In the first phase of this project, we put the emphasis on experimentation and learning of filming techniques. As our youth is familiar with smartphones, we chose to embrace a certain DIY approach, starting off with very short videos as fragments of a videographic diary. These first experiments then serve as the inspiration for the making of more full-fledged documentaries in the second phase. In total, six documentaries will be made, which will be shown and distributed in the three participating countries.
 
Following from these documentaries, a qualitative guide will be developed in which the various challenges and opportunities for such a documentary project are discussed. As such, the activities and the documentary work done by the various partners can be seen as test case studies, in which both practical and artistic elements of documentary making are mapped and analysed. Underlying all objectives and questions is the desire to create synergies between the various approaches in youth work and ethnographic documentary making, and to use this hands-on project as an explorative study of the medium’s potential.

Conclusions, Expected Outcomes or Findings
As the various case studies are still ongoing and the qualitative guide is yet to be developed, our conclusions and results are merely surmising and preliminary in nature. That being said, we can already see the great potential of this video ethnographic methodology. First of all, like photography, videography has a certain directness as one only has to press ‘record’, and content creation has started. As such, it can be a more adaptive artistic form, requiring less planning and instead allowing for reacting to more ephemeral elements (i.e., whatever happens to be taking place in front of the camera). Yet, with the focus on ethnography the makers are also forced to consider their own position, their agency and their relation to the subjects they are documenting. From an arts educative perspective, this combination can be very interesting, as the medium is both outward-looking and introspective, both creative and reflective.

What is more, we have the belief that through this documentary practice, issues that otherwise stay invisible can be revealed. Each of the organisations performing the first video experiments in the first phase, seek to address local issues in the second phase. For example, Limerick Youth Service found that in their day-to-day work they were confronted with the tensions between the settled community and the travellers in Limerick, and through this video documentation, with interviews and reflections, they used this project as a step towards building bridges. In similar fashion, the youth organisation Asociatia Curba de Cultură addressed the conservative school system in rural Romania through interviews with local youth.

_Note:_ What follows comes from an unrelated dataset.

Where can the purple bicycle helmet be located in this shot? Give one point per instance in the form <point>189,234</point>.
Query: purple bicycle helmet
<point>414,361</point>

As such, this project has the potential of drawing attention to various important themes in youth work and education, such as the sustainability and ecology of rural youth work at large, and the documentation of youth art projects.

References
Adams, T.E., Holman Jones, S., & Ellis, C. (Eds.). (2021). Handbook of Autoethnography (2nd ed.). Routledge.

Barbash, I., & Taylor, L. (1997). Cross-cultural filmmaking: A handbook for making documentary and ethnographic films and videos. University of California Press.

Causey, A. (2017). Drawn to see: Drawing as an ethnographic method. University of Toronto Press.

Kelly, P. (2016). Creativity and autoethnography: Representing the self in documentary practice. Screen Thought: A journal of image, sonic, and media humanities, 1(1), 1-9.

Lee-Wright, P. (2009). The documentary handbook. Routledge.

Lin, C. C., & Polaniecki, S. (2009). From Media Consumption to MediaProduction: Applications of YouTube™ in an Eighth-Grade Video Documentary Project. Journal of Visual Literacy, 28(1), 92-107.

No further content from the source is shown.